Passend zu den sommerlichen Temperaturen möchten wir Euch hier im Blog heute ein Rezept vorstellen, das exotisches Flair verbreitet und sich perfekt für einen Snack an heißen Tagen eignet: Der Indian-Style Bread Service! Diesen kann man im Sanaa Restaurant in Disney’s Animal Kingdom Lodge als Vorspeise bestellen. Dabei handelt es sich um verschiedene Naan-Brote mit unterschiedlichen Dips.

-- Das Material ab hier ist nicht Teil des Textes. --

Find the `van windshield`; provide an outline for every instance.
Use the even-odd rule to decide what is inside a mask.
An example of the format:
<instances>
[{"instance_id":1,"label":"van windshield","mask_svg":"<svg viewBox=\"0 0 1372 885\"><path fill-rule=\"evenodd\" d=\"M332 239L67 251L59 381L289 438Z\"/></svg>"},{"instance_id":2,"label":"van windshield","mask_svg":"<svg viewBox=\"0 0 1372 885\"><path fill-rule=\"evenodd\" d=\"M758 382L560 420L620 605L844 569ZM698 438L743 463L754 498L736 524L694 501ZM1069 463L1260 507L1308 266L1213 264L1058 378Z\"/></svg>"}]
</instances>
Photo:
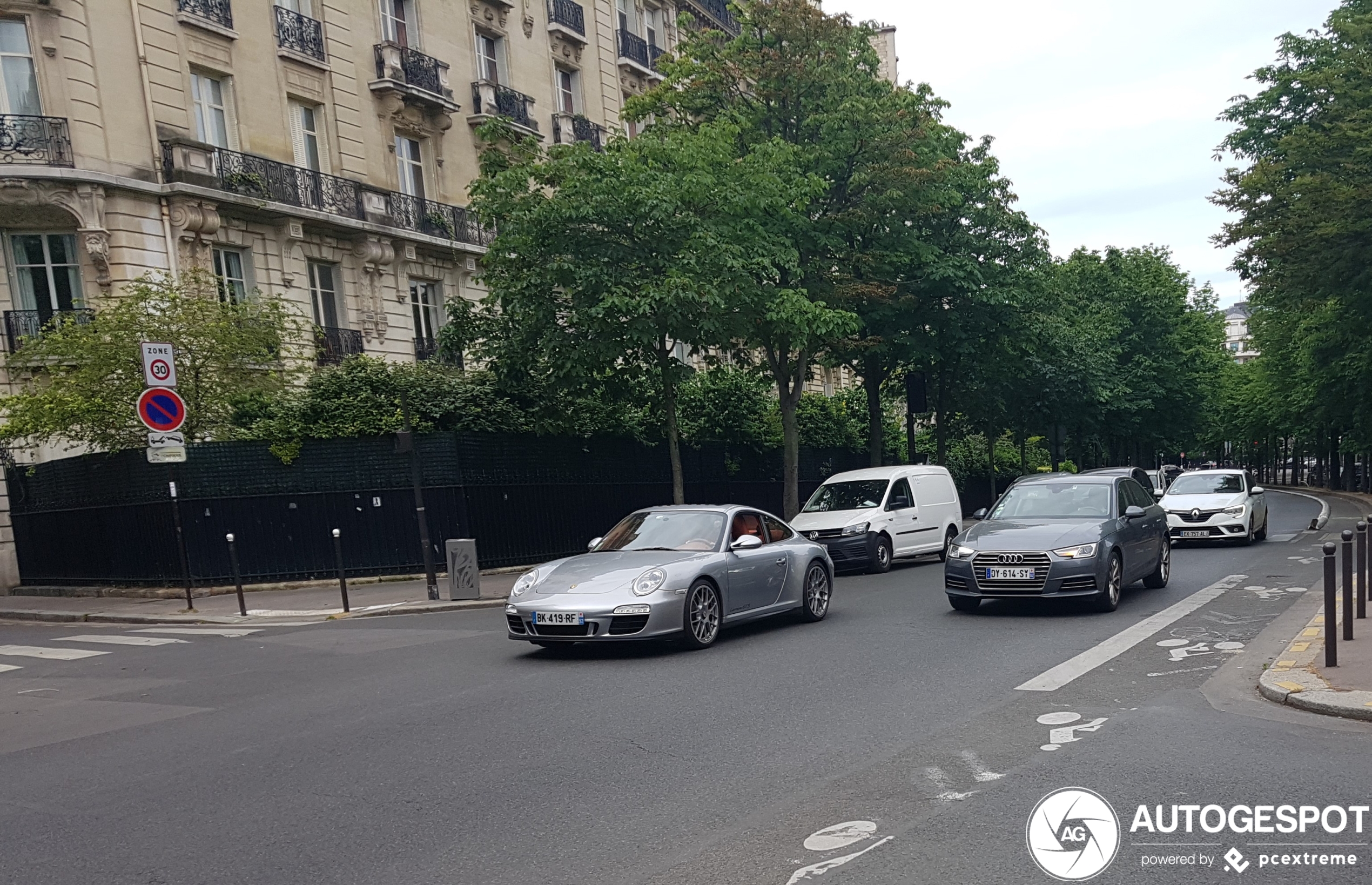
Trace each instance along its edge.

Von mild bis scharf ist bei dieser Vorspeise für jeden Geschmack etwas dabei.

Das Sanaa Restaurant

Blick auf mehrere Tische und eine Sitzecke im Sanaa Restaurant in Disneys Animal Kingdom Lodge
Sitzplätze im Sanaa Restaurant

Ihr findet das Sanaa Restaurant wie bereits erwähnt in Disney’s Animal Kingdom Lodge in Walt Disney World. Es befindet sich allerdings nicht im Haupthaus, dem Jambo House, sondern im Kidani Village. Dieses ist die Disney Vacation Club-Erweiterung des Resorts. Nicht nur die Gestaltung des Restaurants erinnert dabei an den afrikanischen Kontinent, sondern auch die Tatsache, dass Ihr vom Restaurant aus einen Blick auf einige exotische Tiere werfen könnt. Mit etwas Glück seht Ihr während Eures Essens Giraffen, Zebras und Co., die auf den großen Grünflächen des Resorts leben. Auch das Essen im Sanaa ist außergewöhnlich. Dabei findet Ihr sowohl von den Küchen Afrikas inspirierte als auch indisch angehauchte Gerichte auf der Karte.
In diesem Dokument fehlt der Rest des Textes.